Non à l'UE et au capitalisme qui les ont enfantés !

Après le désastre des municipales le PS et Hollande prétendent interpréter le désaveu massif des électeurs comme une invitation à accentuer la politique austéritaire qu’ils veulent mettre en oeuvre plus vite, plus fort.  Pour cela il ont choisi Manuel Valls comme premier ministre. Les députés socialistes, à l’exception de onze d’entre eux, ont voté la confiance  à Manuel Valls. Tout comme la majorité des Verts.  La fronde, orchestrée par les médias n’était donc qu’un artifice destiné à tromper les électeurs de gauche qui avaient déserté les urnes ou fait d’autres choix. Les députés communistes ont voté contre. Enfin.

Tout changer pour que rien ne change
En réalité ils feignent de tout changer pour que rien ne change.  Les socialistes-libéraux ne remettent en cause ni la mondialisation capitaliste, ni l’intégration européenne. Or c’est ce qu’il faudrait changer pour répondre aux attentes des salariés, des agriculteurs, des petites entreprises.  Contrairement à ce qui dit un responsable du PCF, Valls ne « boxe » pas « contre son camp », il a choisi son camp , tout comme les dirigeants du PS: celui de la droite et des patrons.  On se demande bien pourquoi la droite a voté contre.  C’est son programme.
Ce que Sarkozy n’avait pas osé faire, Manuel Valls le propose : il a eu beau  répéter plusieurs fois « ouvriers » ou « employés », ce sont les patrons qu’il satisfait: exonérations des cotisations salariales, réduction des dépenses de l’Etat, de la sécurité sociale, des collectivités locales.  Il va tuer la sécurité sociale et les services publics.  C’est ce que le Medef voulait, mais il n’a pas encore assez de profits et "reste sur sa faim"…   Alors, la prochaine fois, qu’est-ce que le gouvernement va encore concéder  au grand patronat ?
Pas un mot sur le coût du capital, sur les 312 milliards de revenus financiers non soumis à la cotisation sociale, sur les 50 milliards d’exonérations de cotisations patronales, sur les 30 milliards récemment donnés aux patrons en faisant sauter les cotisations familiales, pas un mot sur les 100 milliards d’évasion fiscale.

Ni démocratie, ni justice
Décidément, il n’y a ni démocratie ni justice dans ce système capitaliste où l’État ménage les patrons voyous et traite en délinquants des syndicalistes luttant pour l’emploi.
Les hypocrites  – UMP-PS-UDI-Modem- pleurent tous en chœur sur la désertion des urnes et la montée du FN mais ils font tout pour cela.  Les votes des électeurs sont traités par le mépris.  2005, vote non à la politique européenne : elle est appliquée de force. 2012, la politique de Sarkozy est rejetée : les socialistes l’aggravent.  En Mars 2014, grève des urnes et désaveu cinglant de la politique de Hollande : le plus droitier des ministres socialistes est appelé pour renforcer la politique d’austérité !

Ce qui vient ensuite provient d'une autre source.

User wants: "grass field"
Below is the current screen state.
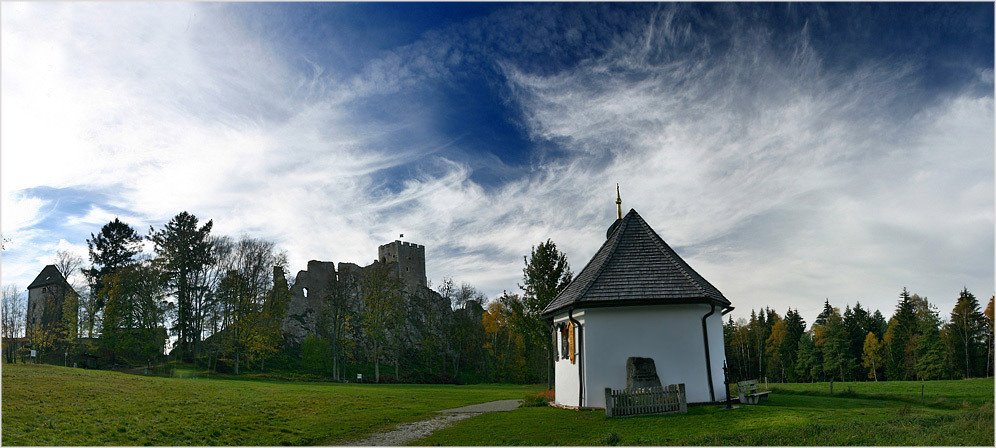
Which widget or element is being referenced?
[412,378,993,446]
[2,364,993,446]
[2,364,541,445]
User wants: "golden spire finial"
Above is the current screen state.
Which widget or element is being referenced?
[616,182,622,219]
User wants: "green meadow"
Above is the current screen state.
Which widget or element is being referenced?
[2,364,541,445]
[2,364,993,446]
[412,378,993,446]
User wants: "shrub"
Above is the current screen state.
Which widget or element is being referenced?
[522,389,554,407]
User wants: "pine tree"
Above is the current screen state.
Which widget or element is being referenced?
[519,240,574,387]
[781,308,806,382]
[862,331,882,381]
[149,212,212,362]
[84,218,142,316]
[795,333,822,382]
[764,319,788,382]
[884,288,917,381]
[945,288,986,378]
[844,302,871,378]
[911,294,945,380]
[983,296,996,376]
[822,309,852,381]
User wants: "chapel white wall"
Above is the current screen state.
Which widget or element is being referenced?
[553,311,585,406]
[580,304,726,407]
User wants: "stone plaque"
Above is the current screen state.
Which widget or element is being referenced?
[626,356,661,390]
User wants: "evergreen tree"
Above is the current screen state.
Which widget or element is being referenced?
[884,288,917,381]
[864,310,889,339]
[911,294,946,380]
[862,331,882,381]
[360,262,403,383]
[983,296,996,376]
[149,212,212,362]
[764,319,788,382]
[84,218,142,334]
[519,240,573,387]
[821,309,853,381]
[844,302,871,378]
[795,332,822,383]
[813,299,833,326]
[780,308,806,382]
[945,288,986,378]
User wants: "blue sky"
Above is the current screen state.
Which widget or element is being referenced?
[0,2,994,321]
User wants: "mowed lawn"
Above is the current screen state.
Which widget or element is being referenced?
[2,364,993,446]
[2,364,542,445]
[411,378,993,446]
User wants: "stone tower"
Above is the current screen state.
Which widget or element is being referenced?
[25,264,76,330]
[377,241,427,287]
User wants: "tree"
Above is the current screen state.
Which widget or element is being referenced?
[0,285,26,363]
[983,296,996,376]
[99,263,170,365]
[861,331,882,381]
[795,333,822,382]
[519,239,574,388]
[84,218,142,336]
[910,294,945,380]
[817,308,852,381]
[148,212,212,362]
[55,250,83,288]
[945,288,986,378]
[779,308,806,382]
[318,274,357,380]
[883,288,917,381]
[215,236,287,374]
[360,262,404,383]
[843,302,871,378]
[765,319,788,382]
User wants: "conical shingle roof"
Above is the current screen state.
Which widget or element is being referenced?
[28,264,66,289]
[543,209,730,317]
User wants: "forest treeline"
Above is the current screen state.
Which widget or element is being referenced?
[723,288,993,382]
[3,212,572,383]
[2,212,993,383]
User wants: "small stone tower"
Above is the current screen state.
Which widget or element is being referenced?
[377,240,427,286]
[26,264,75,330]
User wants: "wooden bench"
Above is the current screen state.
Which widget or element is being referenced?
[737,380,771,404]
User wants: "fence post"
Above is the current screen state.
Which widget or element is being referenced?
[605,387,612,417]
[678,383,688,414]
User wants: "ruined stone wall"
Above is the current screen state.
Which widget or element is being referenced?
[281,260,338,343]
[25,284,66,329]
[377,241,428,291]
[281,241,450,356]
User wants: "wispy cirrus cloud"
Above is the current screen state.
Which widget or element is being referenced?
[0,3,993,326]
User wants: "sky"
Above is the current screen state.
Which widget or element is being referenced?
[0,2,994,323]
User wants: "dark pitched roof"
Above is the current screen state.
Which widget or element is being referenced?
[543,210,730,316]
[28,264,66,289]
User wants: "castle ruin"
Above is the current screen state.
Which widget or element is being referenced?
[281,240,438,344]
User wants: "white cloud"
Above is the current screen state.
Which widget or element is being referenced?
[0,3,993,328]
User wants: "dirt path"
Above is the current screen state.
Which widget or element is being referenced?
[348,400,521,446]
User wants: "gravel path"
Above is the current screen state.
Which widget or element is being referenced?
[349,400,522,446]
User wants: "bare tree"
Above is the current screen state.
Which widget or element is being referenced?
[55,250,83,289]
[0,285,26,362]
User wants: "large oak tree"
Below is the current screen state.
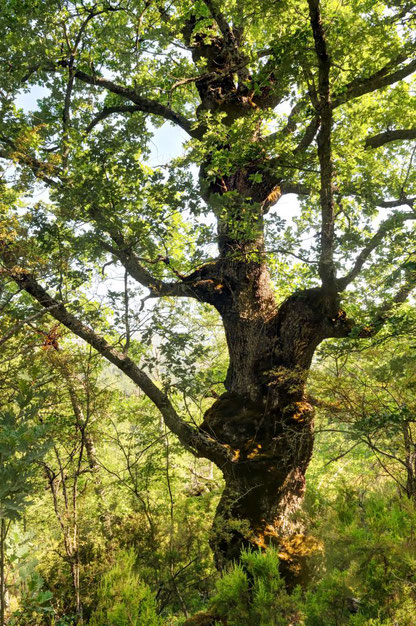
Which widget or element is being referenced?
[0,0,416,580]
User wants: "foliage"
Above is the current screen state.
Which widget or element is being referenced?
[89,551,161,626]
[212,549,301,626]
[305,485,416,626]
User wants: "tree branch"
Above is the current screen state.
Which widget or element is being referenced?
[365,128,416,148]
[2,268,230,467]
[85,104,148,135]
[203,0,237,49]
[333,51,416,108]
[64,64,200,138]
[308,0,336,296]
[337,213,416,291]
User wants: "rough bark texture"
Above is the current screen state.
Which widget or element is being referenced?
[201,255,342,583]
[0,0,416,581]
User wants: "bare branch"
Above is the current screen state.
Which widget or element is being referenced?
[68,70,200,138]
[203,0,237,48]
[337,213,416,291]
[333,55,416,108]
[3,268,230,466]
[85,104,147,134]
[308,0,336,295]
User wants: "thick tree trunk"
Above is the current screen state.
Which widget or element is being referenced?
[0,518,6,626]
[201,247,334,586]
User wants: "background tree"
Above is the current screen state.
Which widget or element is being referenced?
[0,0,416,580]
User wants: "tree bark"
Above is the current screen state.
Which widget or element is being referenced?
[200,240,342,587]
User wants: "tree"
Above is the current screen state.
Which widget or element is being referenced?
[314,310,416,502]
[0,0,416,580]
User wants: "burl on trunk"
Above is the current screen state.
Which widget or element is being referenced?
[200,249,337,585]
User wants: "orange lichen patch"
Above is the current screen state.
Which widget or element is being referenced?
[288,401,313,422]
[247,443,261,459]
[266,185,282,204]
[279,534,323,561]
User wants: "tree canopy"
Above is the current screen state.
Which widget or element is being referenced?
[0,0,416,592]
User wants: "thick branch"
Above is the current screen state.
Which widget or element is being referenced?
[365,128,416,148]
[359,266,416,338]
[3,269,229,466]
[333,52,416,108]
[85,104,150,134]
[0,137,63,187]
[203,0,237,48]
[308,0,336,295]
[67,70,200,138]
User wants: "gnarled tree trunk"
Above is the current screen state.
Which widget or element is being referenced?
[197,230,338,585]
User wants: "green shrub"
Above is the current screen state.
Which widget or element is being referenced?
[213,549,300,626]
[89,551,161,626]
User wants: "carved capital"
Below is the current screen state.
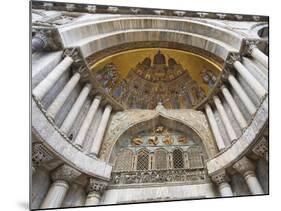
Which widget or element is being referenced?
[212,170,230,185]
[32,143,53,166]
[87,177,108,195]
[233,156,255,177]
[226,53,241,65]
[252,137,268,158]
[32,27,62,51]
[51,164,81,183]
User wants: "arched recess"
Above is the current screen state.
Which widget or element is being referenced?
[107,115,210,166]
[99,106,218,163]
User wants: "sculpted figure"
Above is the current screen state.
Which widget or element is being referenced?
[163,135,174,145]
[178,136,187,144]
[131,137,143,146]
[148,136,159,146]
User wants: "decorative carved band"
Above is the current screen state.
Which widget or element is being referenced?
[32,143,54,166]
[252,137,268,158]
[51,164,81,183]
[87,177,108,195]
[233,156,255,176]
[212,170,230,185]
[111,168,208,185]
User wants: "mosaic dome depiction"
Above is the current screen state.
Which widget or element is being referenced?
[31,1,268,209]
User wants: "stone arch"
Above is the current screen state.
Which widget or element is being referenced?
[105,110,215,163]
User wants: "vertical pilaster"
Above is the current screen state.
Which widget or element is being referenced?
[205,104,225,151]
[233,157,264,195]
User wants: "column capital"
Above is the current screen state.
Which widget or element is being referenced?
[226,53,241,65]
[87,177,108,195]
[232,156,255,177]
[32,143,54,166]
[51,164,81,183]
[32,27,62,51]
[212,170,230,185]
[252,137,268,158]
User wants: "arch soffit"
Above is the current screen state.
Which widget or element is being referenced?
[100,109,218,162]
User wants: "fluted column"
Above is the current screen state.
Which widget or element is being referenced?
[228,74,257,115]
[213,96,237,142]
[32,56,73,100]
[85,178,107,206]
[205,104,225,151]
[47,73,80,118]
[212,171,233,197]
[249,45,268,68]
[90,105,112,156]
[233,60,266,98]
[31,33,47,53]
[40,164,81,209]
[221,85,248,129]
[233,157,264,195]
[252,137,268,161]
[60,84,91,134]
[74,96,101,148]
[32,143,54,175]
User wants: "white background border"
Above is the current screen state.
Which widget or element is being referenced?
[0,0,281,211]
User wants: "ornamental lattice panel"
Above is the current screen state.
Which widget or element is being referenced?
[154,149,167,169]
[188,149,204,169]
[114,150,133,171]
[137,149,149,170]
[173,149,184,169]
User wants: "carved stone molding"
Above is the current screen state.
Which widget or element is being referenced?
[51,164,81,183]
[87,177,108,195]
[32,143,54,166]
[212,170,230,185]
[232,156,255,177]
[32,26,62,51]
[64,48,90,82]
[252,137,268,159]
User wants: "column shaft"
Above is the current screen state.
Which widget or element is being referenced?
[219,182,233,197]
[233,61,266,98]
[90,105,112,156]
[251,47,268,68]
[40,180,69,209]
[47,73,80,118]
[228,75,257,115]
[33,56,73,100]
[244,171,264,195]
[60,84,91,134]
[205,104,225,151]
[213,96,237,141]
[221,86,248,129]
[74,97,101,148]
[85,191,100,206]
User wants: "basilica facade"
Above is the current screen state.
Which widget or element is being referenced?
[30,1,269,209]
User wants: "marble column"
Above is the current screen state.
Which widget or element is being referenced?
[213,96,237,142]
[252,137,268,161]
[221,85,248,130]
[32,56,73,100]
[233,60,267,98]
[31,33,47,53]
[205,104,225,151]
[212,171,233,197]
[40,164,81,209]
[74,96,101,148]
[85,178,107,206]
[32,143,54,175]
[228,74,257,115]
[90,105,112,156]
[233,156,264,195]
[47,73,80,119]
[60,84,91,134]
[249,45,268,68]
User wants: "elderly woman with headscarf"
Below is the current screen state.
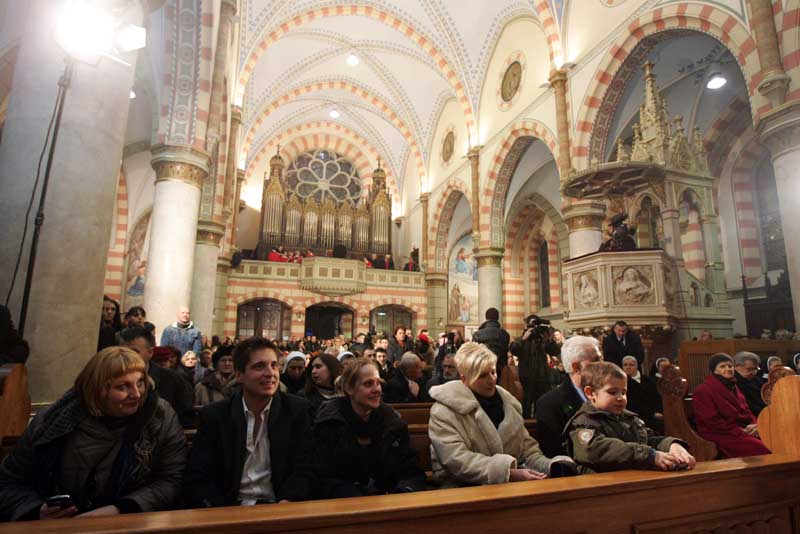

« Ni Dieu, ni César, ni tribun,
C’est nous le droit, c’est nous le nombre ».
Ils ont décidé, à droite comme dans le camp socialiste, de ne pas tenir compte de nos votes ou de notre abstention.  Les salariés ne peuvent compter que sur eux-mêmes.  Nous ne serons entendus que si nous nous retrouvons dans les luttes contre cette politique européenne austéritaire.  Unis fortement contre ces dirigeants, nous pouvons beaucoup.  Nous n’avons que faire d’hommes ou de femmes providentiels qui détournent les votes des électeurs.  Ne sommes-nous pas capables de faire ce qui a été fait en 1936 ou en 1968 ?  Ne sommes-nous pas capables de bloquer l’économie pour faire rendre gorge à ceux qui nous saignent ?  Contre la dictature européenne, contre l’absence totale de démocratie, il ne nous reste que les luttes sous toutes les formes. 

 

Le 12 avril, nous marcherons contre le pacte de responsabilité

Nous dirons "non" à l'austérité européenne et à l'UE

Nous disons également non à la criminalisation de l’action syndicale dont sont victimes tant de syndicalistes qui refusent l’ordre capitaliste européen. Nous voulons que nos régions, notre pays soit réindustrialisés. Nous refusons cet euro qui casse nos acquis sociaux, nos services publics, nos entreprises nationales.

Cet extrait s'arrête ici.